As the years passed, there were ground-breaking advancements in DNA testing and forensic genealogy. So in 2019, NCMEC and our FBI liaison assisted in the collection of DNA from a half-brother, living in Germany, which was uploaded to Family Tree DNA. The next year, many efforts were made to obtain sufficient DNA from the bones for comparison but all attempts were unsuccessful.

“Over the years, NCMEC worked hand in hand with the Yavapai County Sheriff’s Office and collaborated with a variety of labs and genealogists to identify the victim and compare her to Sharon,” said Carol Schweitzer, supervisor of our FSU. “Despite many defeats, the goal to identify the victim never ceased.”

The first glimmer of hope came in 2021 when the sheriff’s office raised money through DNASolves to cover DNA testing through Othram Lab, which has had success with degraded samples.
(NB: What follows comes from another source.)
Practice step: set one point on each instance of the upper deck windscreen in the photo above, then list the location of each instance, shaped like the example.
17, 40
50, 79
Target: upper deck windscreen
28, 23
Last month, the company was able to develop a sufficient DNA profile for a comparison with Sharon’s half brother. It was a match! 

“This is a major milestone on NCMEC’s behalf, as it’s the oldest identification we’ve had,” said Ainsley Cotter, a forensic case manager who worked on the case. “Many agencies worked tirelessly to help identify this little girl despite many roadblocks. I hope this case will give optimism and faith to those who have a missing loved one.”

At a press conference on Tuesday, Yavapai sheriff’s investigators said they still hope to determine who abducted Sharon and have a few leads from her cousins who were outside playing with her when she was taken. 

Sharon’s nephew, Rey Chavez Jr., came to the press conference to thank everyone for never forgetting about his aunt. He said he was born five years after Sharon was abducted, so he never met her, but he grew up hearing about her. Chavez said he even wrote a research paper in high school about his missing aunt.

He said his family is so grateful that the community held Sharon in its heart. The family will give her a proper headstone, with her name and birthday, Sept., 6, 1955, on it, but will decide later if she should be moved or remain with the community that took such good care of her.

Said Chavez: “Thank everyone for enabling our family to be at peace.”